Name Parsing Ambiguity

An_Old_Dog

Upon seeing the title of this article, in my mind I heard,

"How does it feeeeeel, to be on your own? Like a rolling stone ..."

They should have named it, "DyLan".

Re: Name Parsing Ambiguity

evadnos nibor

((dy)(lan)) shirley?

Re: Name Parsing Ambiguity

Liam Proven

> ((dy)(lan)) shirley?

Oh come on. The _whole point_ was that it gets rid of all the brackets.

*sigh*

Re: Name Parsing Ambiguity

Liam Proven

> "How does it feeeeeel, to be on your own? Like a rolling stone ..."

> They should have named it, "DyLan".

Bob of that ilk sued over the name.
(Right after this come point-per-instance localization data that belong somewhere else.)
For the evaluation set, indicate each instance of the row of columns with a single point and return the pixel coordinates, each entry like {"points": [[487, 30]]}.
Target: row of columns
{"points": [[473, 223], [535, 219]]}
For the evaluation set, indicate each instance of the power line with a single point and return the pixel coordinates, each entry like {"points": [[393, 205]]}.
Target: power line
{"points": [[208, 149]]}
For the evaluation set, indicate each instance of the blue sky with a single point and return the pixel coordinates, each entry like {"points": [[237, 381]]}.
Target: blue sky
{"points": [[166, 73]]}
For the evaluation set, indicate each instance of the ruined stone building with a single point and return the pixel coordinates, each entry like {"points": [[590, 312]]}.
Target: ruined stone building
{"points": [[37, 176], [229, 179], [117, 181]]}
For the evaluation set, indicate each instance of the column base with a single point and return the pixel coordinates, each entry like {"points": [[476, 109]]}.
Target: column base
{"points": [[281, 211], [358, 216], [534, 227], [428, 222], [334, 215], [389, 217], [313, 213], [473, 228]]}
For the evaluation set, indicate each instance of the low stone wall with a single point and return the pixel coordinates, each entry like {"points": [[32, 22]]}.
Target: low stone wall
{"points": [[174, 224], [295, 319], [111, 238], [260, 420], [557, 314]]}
Apple settled out of court.

You're 33 years late to the gag I'm afraid.

Re: Name Parsing Ambiguity

Antony Shepherd

You mean it wasn't named after the hippy rabbit in The Magic Roundabout?

Swiz!

Re: Name Parsing Ambiguity

Philo T Farnsworth

They should've changed the name to Zimmerman . 1

Amusing that a guy who borrowed his stage name from an actual poet, one Dylan Thomas, would have the bloated ego temerity to object.

Figures.

_______________

1 [1]Wikipedia: Bob Dylan

[1] https://en.wikipedia.org/wiki/Bob_Dylan

Ran out of memory

Gene Cash

So am I reading the PDF right, that LISP-2 stalled when they ran out of memory on their development machine?

Shame, that.

Re: Ran out of memory

FlaSheridn

Running out of memory was also a problem even on the C++-based NewtonScript Newton; a Dylan-based one would presumably have had it even worse. (OTOH, Apple could have shipped more RAM at the same price if it had merely stopped including floppies as well as a CD in the Newton box…)

"`What's been happening here?' he demanded.
`Oh just the nicest things, sir, just the nicest things.
can I sit on your lap please?'"
"`Colin, I am going to abandon you to your fate.'
`I'm so happy.'"
"`It will be very, very nasty for you, and that's just too
bad. Got it?'
`I gurgle with pleasure.'"

- Ford and Colin the robot.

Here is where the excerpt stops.